After selecting the ‘Box Plot' radio button [1], you can choose a 2017, 2019, or DNTx dataset [2]. Then, you can tweak which ‘IDs' [3] and ‘Tissues' [4] you would like to display by clicking in the respective boxes and starting to type (allowed values will auto-fill). You can also delete values by clicking on them and hitting the ‘delete' key on your keyboard. You can change the display of the box plots by selecting a different value for the 'Number of Columns' field [5]. A lower number will squeeze more plots in each column. When you are done tweaking these parameters, you can click the big blue '(Re)Draw Plot!' button [6] and wait a few seconds for the plot to appear.

If you mouse over a data point, you will get metadata about that particular sample [7].

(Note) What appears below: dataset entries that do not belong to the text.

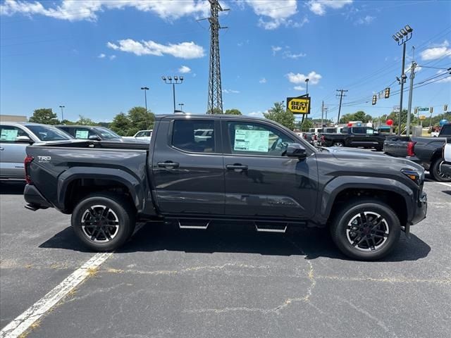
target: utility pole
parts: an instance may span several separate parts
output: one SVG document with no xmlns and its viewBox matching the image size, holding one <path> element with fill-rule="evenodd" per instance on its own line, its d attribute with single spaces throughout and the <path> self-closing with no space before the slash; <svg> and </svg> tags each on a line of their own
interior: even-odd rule
<svg viewBox="0 0 451 338">
<path fill-rule="evenodd" d="M 63 112 L 63 108 L 66 108 L 66 106 L 60 106 L 59 108 L 61 108 L 61 122 L 64 120 L 64 113 Z"/>
<path fill-rule="evenodd" d="M 337 89 L 337 92 L 340 92 L 339 94 L 337 94 L 337 96 L 340 96 L 340 106 L 338 106 L 338 118 L 337 118 L 337 125 L 340 123 L 340 113 L 341 112 L 341 103 L 343 99 L 343 96 L 345 96 L 343 93 L 347 92 L 347 90 L 345 89 Z"/>
<path fill-rule="evenodd" d="M 414 79 L 415 78 L 415 67 L 416 66 L 416 63 L 415 63 L 415 61 L 412 61 L 412 65 L 410 65 L 410 77 L 409 77 L 410 87 L 409 89 L 409 106 L 407 106 L 407 123 L 406 125 L 406 129 L 407 129 L 406 135 L 407 136 L 410 134 L 410 111 L 412 110 L 412 96 L 414 92 Z"/>
<path fill-rule="evenodd" d="M 323 127 L 323 118 L 324 118 L 324 101 L 321 102 L 321 128 Z"/>
<path fill-rule="evenodd" d="M 219 11 L 223 9 L 218 0 L 209 0 L 210 3 L 210 70 L 209 75 L 209 98 L 207 113 L 213 113 L 214 109 L 223 113 L 223 93 L 221 82 L 221 63 L 219 58 L 219 30 L 227 28 L 219 24 Z"/>
</svg>

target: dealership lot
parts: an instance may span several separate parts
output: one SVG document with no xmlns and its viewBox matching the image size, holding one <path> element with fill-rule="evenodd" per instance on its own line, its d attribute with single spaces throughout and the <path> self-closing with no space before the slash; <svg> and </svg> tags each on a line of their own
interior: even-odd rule
<svg viewBox="0 0 451 338">
<path fill-rule="evenodd" d="M 70 216 L 23 208 L 0 183 L 0 327 L 94 254 Z M 144 225 L 28 337 L 449 337 L 451 184 L 428 180 L 428 218 L 379 262 L 347 259 L 322 230 L 257 233 Z"/>
</svg>

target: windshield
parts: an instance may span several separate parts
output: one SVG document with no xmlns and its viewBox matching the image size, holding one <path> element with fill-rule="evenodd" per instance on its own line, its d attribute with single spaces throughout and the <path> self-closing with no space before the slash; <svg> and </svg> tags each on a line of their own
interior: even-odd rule
<svg viewBox="0 0 451 338">
<path fill-rule="evenodd" d="M 61 141 L 73 139 L 55 127 L 42 125 L 27 125 L 26 127 L 41 141 Z"/>
<path fill-rule="evenodd" d="M 95 130 L 100 133 L 102 139 L 112 139 L 121 138 L 119 135 L 110 130 L 109 129 L 104 128 L 102 127 L 97 127 L 95 128 Z"/>
</svg>

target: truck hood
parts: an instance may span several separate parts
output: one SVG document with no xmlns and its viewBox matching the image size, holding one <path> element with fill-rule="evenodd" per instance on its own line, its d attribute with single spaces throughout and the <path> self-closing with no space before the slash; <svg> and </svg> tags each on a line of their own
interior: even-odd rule
<svg viewBox="0 0 451 338">
<path fill-rule="evenodd" d="M 360 163 L 364 166 L 393 167 L 396 169 L 410 169 L 423 173 L 424 169 L 419 164 L 402 158 L 391 157 L 382 152 L 368 151 L 363 149 L 342 147 L 328 148 L 338 160 L 352 163 Z"/>
</svg>

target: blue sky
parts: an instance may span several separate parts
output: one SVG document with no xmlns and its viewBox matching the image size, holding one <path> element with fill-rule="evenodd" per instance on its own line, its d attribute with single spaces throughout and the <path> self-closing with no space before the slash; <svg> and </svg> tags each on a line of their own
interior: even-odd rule
<svg viewBox="0 0 451 338">
<path fill-rule="evenodd" d="M 261 115 L 275 101 L 305 94 L 309 78 L 311 117 L 321 100 L 336 118 L 335 89 L 348 89 L 342 113 L 364 110 L 374 116 L 399 105 L 399 95 L 371 106 L 371 96 L 401 72 L 402 48 L 392 35 L 404 25 L 420 65 L 451 67 L 451 1 L 236 1 L 221 16 L 224 109 Z M 1 1 L 0 111 L 31 115 L 52 108 L 66 118 L 79 115 L 110 121 L 144 106 L 171 113 L 172 89 L 161 75 L 183 75 L 177 103 L 206 110 L 209 31 L 208 1 Z M 406 67 L 407 68 L 407 67 Z M 183 73 L 185 72 L 185 73 Z M 415 82 L 440 75 L 422 67 Z M 435 82 L 432 82 L 433 81 Z M 408 83 L 407 83 L 408 84 Z M 451 77 L 440 75 L 414 91 L 414 106 L 451 105 Z M 407 107 L 407 93 L 404 105 Z M 369 101 L 369 103 L 366 103 Z"/>
</svg>

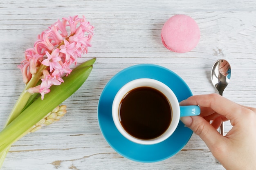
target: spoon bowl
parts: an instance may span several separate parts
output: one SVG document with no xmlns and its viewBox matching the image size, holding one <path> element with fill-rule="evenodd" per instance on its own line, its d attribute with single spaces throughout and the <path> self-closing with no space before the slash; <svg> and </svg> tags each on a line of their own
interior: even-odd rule
<svg viewBox="0 0 256 170">
<path fill-rule="evenodd" d="M 222 95 L 231 76 L 231 68 L 229 62 L 221 59 L 216 61 L 211 69 L 211 82 L 219 94 Z"/>
</svg>

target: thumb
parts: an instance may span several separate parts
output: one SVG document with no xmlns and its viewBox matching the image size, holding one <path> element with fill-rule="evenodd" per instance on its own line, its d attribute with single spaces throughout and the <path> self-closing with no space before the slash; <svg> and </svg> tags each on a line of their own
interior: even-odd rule
<svg viewBox="0 0 256 170">
<path fill-rule="evenodd" d="M 209 122 L 200 116 L 181 117 L 180 120 L 199 136 L 212 152 L 223 141 L 223 136 Z"/>
</svg>

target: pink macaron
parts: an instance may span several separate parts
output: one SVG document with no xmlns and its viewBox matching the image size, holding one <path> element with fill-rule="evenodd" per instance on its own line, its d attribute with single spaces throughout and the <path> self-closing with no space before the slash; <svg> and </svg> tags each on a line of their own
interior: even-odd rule
<svg viewBox="0 0 256 170">
<path fill-rule="evenodd" d="M 186 53 L 193 49 L 200 39 L 200 30 L 195 21 L 185 15 L 176 15 L 165 22 L 161 32 L 163 44 L 169 50 Z"/>
</svg>

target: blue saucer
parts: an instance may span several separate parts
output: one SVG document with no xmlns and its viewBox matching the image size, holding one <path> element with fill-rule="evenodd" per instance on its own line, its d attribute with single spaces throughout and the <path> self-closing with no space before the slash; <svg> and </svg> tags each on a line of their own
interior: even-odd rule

Each gene and tissue combination is given its own box. Depending on how the plot is oriented, one axis is log1p transformed z-counts, and the other axis contains the samples, colored by tissue. The right panel contains tables with external links to gene info [9], as well as the zCount values and rank of each gene in the chosen tissues (lower is more highly expressed).

Each gene gets its own box. The y-axis is length scaled TPM (log2 transformed), and the x-axis is samples, colored by tissue. The right panel contains tables with external links to gene info [8], as well as the absolute TPM values and rank of each gene in the chosen tissues (lower is more highly expressed).

After selecting the ‘Heatmap’ radio button [1], you can choose a 2017, 2019, or DNTx dataset [3]. Then, you can tweak which ‘IDs’ [4] and ‘Tissues’ [5] you would like to display by clicking in the respective boxes and starting to type (allowed values will auto-fill). You can also delete values by clicking on them and hitting the ‘delete’ key on your keyboard. The display of the heatmap can be changed depending on whether you want to cluster your samples by rows or columns by clicking the appropriate checkboxes [2]. When you are done tweaking these parameters, you can click the big blue '(Re)Draw Plot!' button [6] and wait a few seconds for the plot to appear

The heatmap is an efficient way to display the expression of many genes and tissues. More yellow indicates higher expression, and further information about each chosen gene can be found by following the external links in the table to the right [7].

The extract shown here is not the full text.